Klangwandler
von
Peter Michael von der Nahmer (Musik) und Kai Ivo Baulitz (Text)
Neuköllner Oper
Musikalische Leitung: Tobias Bartholmeß; Inszenierung: Mario Portmann, Choreographie: Julieta Figuera; Bühne/Kostüme: Grit Wendicke; Dramaturgie: Bernhard Glocksin
Der Klang der Dinge und der Seele
Jonathan ist ein ziemlich abgewrackter junger Mann, der sich der Weltdepression, dem Selbstmitleid und einer seltsamen Klangwelt verschrieben hat, was ihn ganz und gar zum Einsiedlerkrebs hat werden lassen. Nun ist es zwar so, dass dieser junge Mann einerseits vermutlich über ein absolutes Gehör und eine übernatürliche Sensibilität verfügt, aber auch ebenso viel Angst vor dem bevorstehenden Abitur hat. Prüfungsangst, die er mit einer einzigartigen absonderlichen Flucht bewältigen möchte: indem er sich selbst in einen Klang verwandelt.
Ausprobiert hat er diese Art der Metamorphose schon mit mehr mehreren Gegenständen der Alltags, so mit der Brille seiner Großmutter, mit den Gefühlen seiner sich zankenden Eltern, mit einer Kaffeekanne, die von der Mutter mehr vermisst wird als der in seinem schwarzen Zimmer zurückgezogene Einsiedler-Sohn – und vielerlei Dingen mehr.
Auch die Wesensart des supercoolen Hippie-Teenies Mimi hat er in einen gewaltigen Klangsturm verwandelt, der so jäh über ihn hereinbricht, dass er völlig hilflos und ungewappnet gegen die flippige Pippi Langstrumpf des 21. Jahrhunderts zu fliehen versucht. Für den schlanken, bleichen und schwarz gekleideten Friedrich Rau ist das eine ziemlich anstrengende Rolle, die er da halsbrecherisch wie ein gehetztes Tier, an der Wand auf- und abturnend, geben muss. Ständig auf der Flucht vor der Außenwelt, die ihn mit ihren schrecklichen ( und schönen! ) Tönen gebieterisch in ihren Bann gezogen hat, auf der Flucht vor dem Abi , vor der eigenen Courage und nun auch noch vor dem aufdringlichen Mädchen Mimi, das sich durch nichts abschrecken läßt. Julia Gámez Martin verfügt über eine tolle körperliche Elastizität, eine gut ausgebildete Musicalstimme und eine überaus vielseitige Ausdrucksfähigkeit, die ihren Gefühlskanon wunderbar widerspiegelt (1. Preisträgerin im Musical-und Chanson-Hauptwettbewerb, 2009 in Berlin). Wie ein schriller bunter Vogel bringt sie, hartnäckig Friedrichs trotzige und verzweifelte Verweigerung und all seine “Lebensallergien” missachtend, den düsteren Weltentsager liebevoll zur Strecke und führt ihn zu neuem Selbstvertrauen. Der Preis, den sie für ihre unbekümmerte Zielstrebigkeit erhält, ist einerseits ziemlich bitter, denn als passionierte Diebin von Autos und deren Inventar ist auch sie auf der Flucht, doch die Kassette, die Friedrichs ihr als Klang-Zeichen seiner Zuneigung durch das kleine Gitterfenster reicht, ist eine kleine musikalische Meisterleistung, denn sie trifft nicht nur Mimi mitten ins Herz.

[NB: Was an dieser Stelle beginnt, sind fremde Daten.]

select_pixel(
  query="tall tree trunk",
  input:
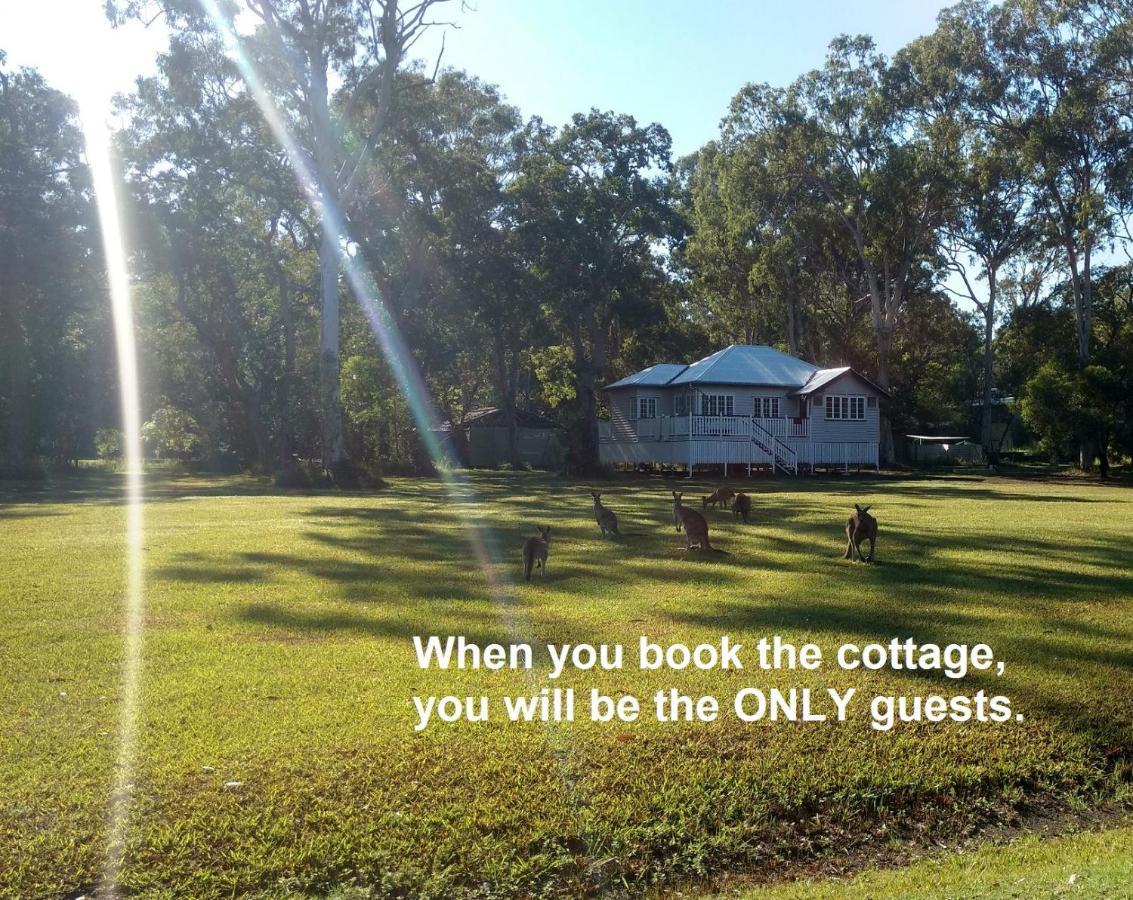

Der Klang der Dinge ist eine rundum gelungene Komposition, die mit all ihren Dissonanzen, Misstönen, auflodernden Harmonien und ausgleichenden Frequenzen eine Art “musikalische Telepathie” im Zwiegespräch mit Sichtbarem und Verborgenem vermittelt. Es gliche natürlich einem Weltwunder, wenn wir bereits im Vorfeld hören und spüren könnten, was sich da vor uns auftut. Aber, dass Musik heilend wirkt, beruhigend, aber auch aufregend und elektrisierend und uns auch zu ungeahnten Taten und zu großen Gefühlen führen kann, ist ja unbestritten. Aber auf uns wirken zu lassen, was die scheinbar toten Gegenstände uns mitzuteilen haben, ist schon eine andere Dimension der Wahrnehmung. Das wäre das eine Thema dieses Stückes. Das andere, die Prüfungsangst eines äußerst sensiblen und verunsicherten jungen Mannes, wäre ein anderes. Beide miteinander zu vermischen, erscheint nicht so unbedingt logisch. A.C.
So wie unsere Welt sich musikalisch für den, der Hören kann, offenbart, und für den Sehenden gleichermaßen in wunderbar vielfältigen Farben, korrespondieren auch andere Sinne aufs Vortrefflichste miteinander: Winzer bieten Seminare an, in denen die Teilnehmer den Wein mit allen Sinnen genießen und dieses Erlebnis in Farben festhalten, sowie der Maler seit jeher versucht, Musik in Bildkompositionen umzusetzen. Und was machen wir “Normalen” allezeit? Wir benutzen die Sprache, um all dem von unseren Sinnen Erfaßbaren Ausdruck zu verleihen.